Normal Pressure Hydrocephalus (NPH), an adult illness that typically occurs in people over age 60, is characterized by an accumulation of cerebral spinal fluid that causes the ventricles to enlarge and stretch the nerve tissue of the brain. The condition, which often goes undiagnosed or misdiagnosed as dementia, is treatable and can often be seen using magnetic resonance imaging (MRI) or computerized tomography (CT). NPH causes three primary symptoms, including difficulty walking, impaired bladder control and memory loss. Because the symptoms can be easily confused with those of Alzheimer’s disease and dementia, many patients never get the proper referral or care for a condition that is treatable with surgery.

Patient Case Study: BETTY — Age 84

History: Betty began having dizzy spells and started losing her balance in 1995. She sought help from several of the nation’s leading medical institutions. None of the physicians recommended a CT scan or MRI.

The symptoms disappeared as quickly as they started only to return in a worse form in 1997. Betty was bent over, using a walker and experiencing memory loss. She found it impossible to hook the clasps on her clothing.

Evaluation: At the urging of a friend, Betty and her husband Robert drove to Chicago from Springfield, IL to be seen by Dr. Leonard Cerullo, who suggested her symptoms pointed to NPH and recommended an MRI. Dr. Cerullo introduced Betty to Dr. Gail Rosseau, one of the neurosurgeons in the country treating NPH utilizing the new guidelines. In addition to an MRI, Betty had a spinal tap and sonogram. Betty’s MRI combined with the test results, her gait problems, and memory loss, confirmed she had NPH and that a shunt could improve her condition. Dr. Rosseau recommended surgery to implant a shunt and remove the excess fluid on the brain.

Surgery: The surgical procedure to implant a ventricular peritoneal (VP) shunt usually requires less than an hour in the operating room. After the patient is placed under general anesthesia, the scalp is shaved and the patient is scrubbed with an antiseptic from the scalp to the abdominal area. These steps are taken in order to reduce the chances of an infection. Incisions are then made on the head and in the abdomen to allow the neurosurgeon to pass the shunt’s tubing through the fatty tissue just under the skin. A small hole is made in the skull, opening the coverings between the skull and brain to allow the ventricular end of the shunt to be passed through the brain and into the lateral ventricle. The abdominal (peritoneal) end is passed into the abdominal cavity through a small opening in the lining of the abdomen where the excess cerebrospinal fluid (CSF) is eventually absorbed. The incisions are then closed and sterile bandages are applied.

Potential Complications: Potential complications may include infection of the surgical wound or of the CSF (meningitis), bleeding into the brain or ventricles, or a seizure. A shunt infection may be indicated by fever, redness or swelling along the shunt track. Fortunately, these complications are uncommon and can be managed successfully in most cases. “The treatment of adults with normal pressure hydrocephalus carries greater risks compared to the treatment of children with hydrocephalus,” Rosseau says. “That’s why the procedure should only be considered if the degree of disability or the progression of the disorder warrants it.”

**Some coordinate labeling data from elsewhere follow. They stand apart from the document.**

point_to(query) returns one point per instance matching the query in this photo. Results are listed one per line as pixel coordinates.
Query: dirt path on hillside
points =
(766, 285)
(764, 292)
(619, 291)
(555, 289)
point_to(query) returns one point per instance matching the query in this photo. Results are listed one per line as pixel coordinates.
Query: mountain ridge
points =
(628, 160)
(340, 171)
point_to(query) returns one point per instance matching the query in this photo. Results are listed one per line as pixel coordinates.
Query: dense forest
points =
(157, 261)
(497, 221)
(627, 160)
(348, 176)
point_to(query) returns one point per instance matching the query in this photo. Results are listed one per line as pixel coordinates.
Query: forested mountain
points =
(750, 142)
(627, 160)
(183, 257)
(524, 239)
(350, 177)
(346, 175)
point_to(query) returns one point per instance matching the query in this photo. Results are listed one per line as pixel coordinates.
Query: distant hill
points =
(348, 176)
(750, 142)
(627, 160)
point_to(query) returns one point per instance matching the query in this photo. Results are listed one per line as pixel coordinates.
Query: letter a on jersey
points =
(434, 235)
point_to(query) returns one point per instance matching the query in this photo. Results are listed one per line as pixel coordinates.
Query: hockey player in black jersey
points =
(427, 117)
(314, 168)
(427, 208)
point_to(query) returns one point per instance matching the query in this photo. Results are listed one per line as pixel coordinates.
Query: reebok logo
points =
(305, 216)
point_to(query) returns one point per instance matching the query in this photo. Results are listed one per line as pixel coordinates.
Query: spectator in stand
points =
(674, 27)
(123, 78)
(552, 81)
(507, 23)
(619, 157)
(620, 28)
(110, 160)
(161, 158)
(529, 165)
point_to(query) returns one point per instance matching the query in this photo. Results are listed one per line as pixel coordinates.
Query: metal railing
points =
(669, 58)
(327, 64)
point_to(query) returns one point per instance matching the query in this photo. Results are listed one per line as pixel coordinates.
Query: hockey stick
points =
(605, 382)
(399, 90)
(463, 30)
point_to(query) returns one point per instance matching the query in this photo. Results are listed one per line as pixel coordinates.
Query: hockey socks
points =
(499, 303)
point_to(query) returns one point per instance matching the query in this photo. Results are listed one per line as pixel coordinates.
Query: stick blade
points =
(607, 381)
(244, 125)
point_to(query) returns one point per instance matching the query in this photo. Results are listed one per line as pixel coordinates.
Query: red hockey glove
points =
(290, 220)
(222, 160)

The most common problem with shunt systems is that they can become obstructed. This can occur hours or years after the operation, sometimes multiple times. Subdural hematoma is the most serious complication that can occur following insertion of a shunt.

Post Surgery: Betty was walking unassisted two days after surgery. “The programmable valve shunt we used features 18 different programmable pressure settings,” says Rosseau. “This allows us to adjust the pressure magnetically as many times as necessary, without the risk of another surgery. We can make very fine adjustments to ensure the best resolution of symptoms. All of this is done in the office with no discomfort to the patient,” Rosseau says.

“I have a new outlook on life since mine was almost taken away from me,” says Betty. “So many people have this condition and it goes undiagnosed for so long – sometimes forever. Patients should explore all their options, because there is always hope.”